Last week, with the April 14 passing of English actor, director, and theater archivist Murray Melvin at the age of 90, the world lost a queer cinema icon.
If you feel bad for wondering, “Who’s that?”, don’t worry. Although the film with which he made his name – “A Taste of Honey,” directed by British New Wave filmmaker Tony Richardson –was an acclaimed and popular award-winner when it was released in 1961, it’s likely only familiar to the most ardent cinema buffs today, especially among younger generations; and though Melvin remained a familiar fixture of the London theater world and made several significant further film and television appearances, his fame outside the UK was limited – so you’re easily pardoned for not knowing who he was.

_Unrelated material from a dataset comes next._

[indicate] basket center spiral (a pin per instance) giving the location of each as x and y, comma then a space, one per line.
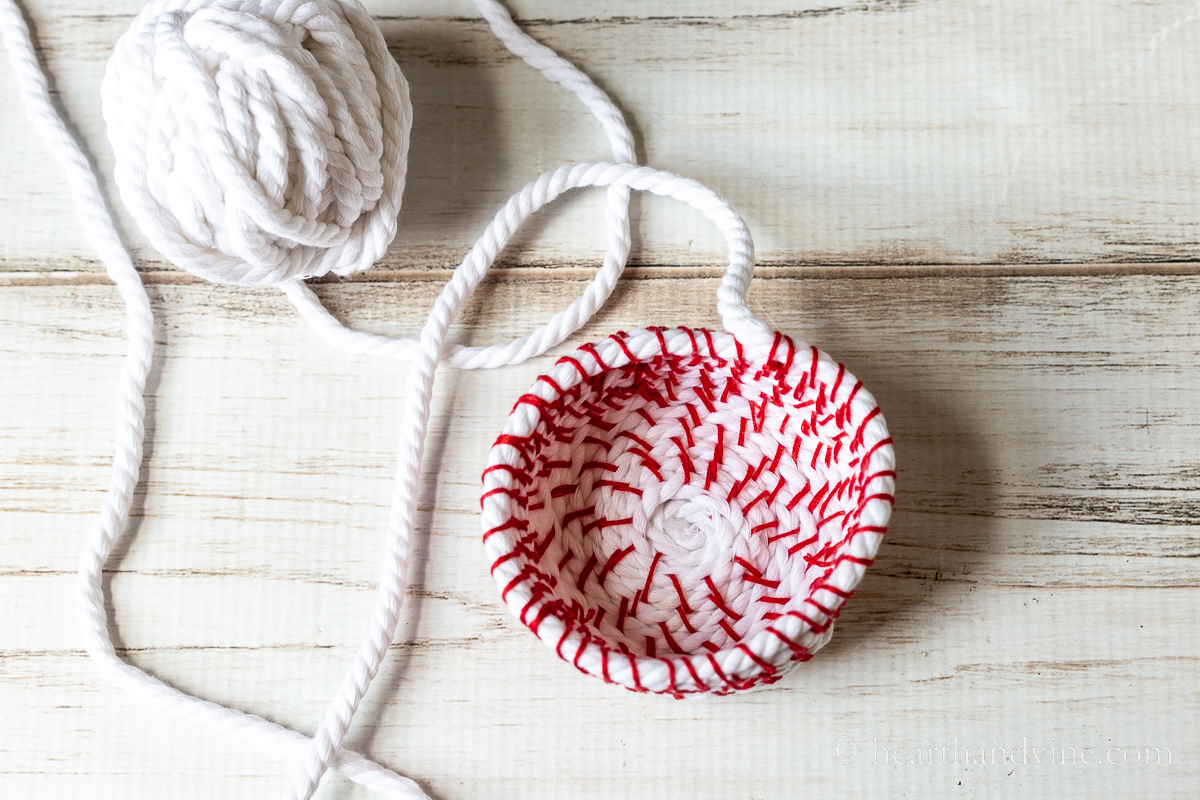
683, 501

Yet while popular memory may have moved on from the era in which “A Taste of Honey” made waves on both sides of the Atlantic, its historical importance – not just as a milestone of queer inclusion on the screen, but as a seminal work in a major art-and-cultural movement – still looms large.
Based on a 1958 play by Shelagh Delaney, it was part of an aesthetic wave in Britain known as “Kitchen Sink Realism” (or alternatively, the “Angry Young Man” movement, though in this case both the writer and the lead character were female), which focused on the gritty lives and hardships of the working class to explore the social ills and inequities of British society.